Quant à Emmanuel Macron, il se verra contraint d’oublier Jupiter et de négocier chaque décision avec les composantes de sa majorité et, en bien des cas, avec les oppositions.

Cela s’appelle la démocratie, nous en avions un peu perdu l’habitude, mais force est de reconnaître qu’une moitié des Français se partagent en quatre grands courants d’idées. Ce serait pire si l’Assemblée était élue à la proportionnelle. À gauche, les socialistes, les communistes, les écologistes n’auraient aucune raison de se ranger derrière Mélenchon, chacun se présenterait sous ses couleurs et d’autres courants tenteraient leur chance. Les partis rassemblés dans la majorité présidentielle feraient de même, la droite aussi, le vote d’extrême droite se partagerait sans doute plus en deux ou trois courants. Nous verrions apparaître des partis communautaires, la petite formation musulmane, présente dans quelques circonscriptions, aurait des chances de percer à la proportionnelle… 

Le scrutin d’arrondissement, majoritaire, à deux tours, n’est pas si mauvais, au fond. Il donne une prime à la coalition capable de rassembler au second tour, minimise les formations minoritaires, mais la moitié de la France qui vote se trouve à peu près représentée.

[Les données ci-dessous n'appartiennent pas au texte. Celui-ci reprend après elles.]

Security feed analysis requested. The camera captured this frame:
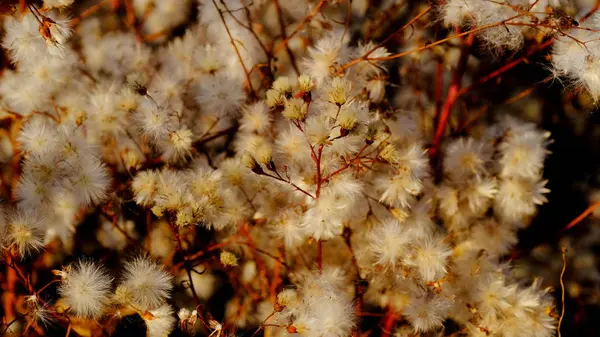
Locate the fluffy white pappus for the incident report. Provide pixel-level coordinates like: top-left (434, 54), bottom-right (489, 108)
top-left (135, 99), bottom-right (179, 141)
top-left (270, 211), bottom-right (309, 249)
top-left (5, 209), bottom-right (44, 257)
top-left (15, 174), bottom-right (59, 210)
top-left (498, 126), bottom-right (550, 180)
top-left (375, 144), bottom-right (429, 208)
top-left (293, 293), bottom-right (356, 337)
top-left (70, 157), bottom-right (112, 206)
top-left (438, 0), bottom-right (477, 26)
top-left (305, 115), bottom-right (333, 146)
top-left (552, 14), bottom-right (600, 101)
top-left (351, 41), bottom-right (391, 78)
top-left (142, 304), bottom-right (177, 337)
top-left (301, 29), bottom-right (350, 85)
top-left (292, 266), bottom-right (356, 337)
top-left (40, 17), bottom-right (73, 58)
top-left (119, 256), bottom-right (173, 310)
top-left (0, 70), bottom-right (52, 115)
top-left (367, 220), bottom-right (413, 268)
top-left (17, 118), bottom-right (58, 153)
top-left (240, 101), bottom-right (271, 134)
top-left (471, 272), bottom-right (517, 319)
top-left (505, 279), bottom-right (557, 337)
top-left (275, 126), bottom-right (312, 164)
top-left (404, 293), bottom-right (452, 332)
top-left (154, 169), bottom-right (187, 210)
top-left (2, 12), bottom-right (46, 63)
top-left (58, 260), bottom-right (112, 318)
top-left (460, 178), bottom-right (498, 215)
top-left (198, 0), bottom-right (251, 29)
top-left (196, 74), bottom-right (246, 116)
top-left (85, 85), bottom-right (127, 137)
top-left (494, 178), bottom-right (550, 222)
top-left (131, 170), bottom-right (158, 207)
top-left (134, 0), bottom-right (191, 34)
top-left (300, 174), bottom-right (363, 240)
top-left (159, 127), bottom-right (194, 163)
top-left (192, 43), bottom-right (227, 74)
top-left (404, 235), bottom-right (452, 282)
top-left (82, 32), bottom-right (152, 78)
top-left (300, 197), bottom-right (343, 240)
top-left (444, 138), bottom-right (492, 183)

Cependant, il y a comme un trou noir. Un gouvernement peut prévoir les réactions de la France qui vote, il sait, par exemple que la gauche et les syndicats menaceront de bloquer une réforme des retraites par des grèves et des manifestations, cela s’est déjà vu. Mais la France qui ne vote pas est imprévisible, elle peut ou non se joindre à des mouvements sociaux, ou les rendre indéchiffrables, cela s’est déjà vu aussi, quand le pays était paralysé par l’occupation des ronds-points, accompagnée de manifestations incontrôlables.

Avec ou sans majorité absolue, l’exercice du pouvoir devient difficile quand la moitié du pays est une terre inconnue, qui ne s’exprime pas dans les institutions.

Cette terre inconnue n’est pas une province reculée. Paris a une participation légèrement plus élevée que la moyenne, 55%, mais dans cette ville où le prix du logement concentre une population d’un niveau social et culturel élevé, plus de 600 000 électeurs inscrits ne se sont pas rendus aux urnes. 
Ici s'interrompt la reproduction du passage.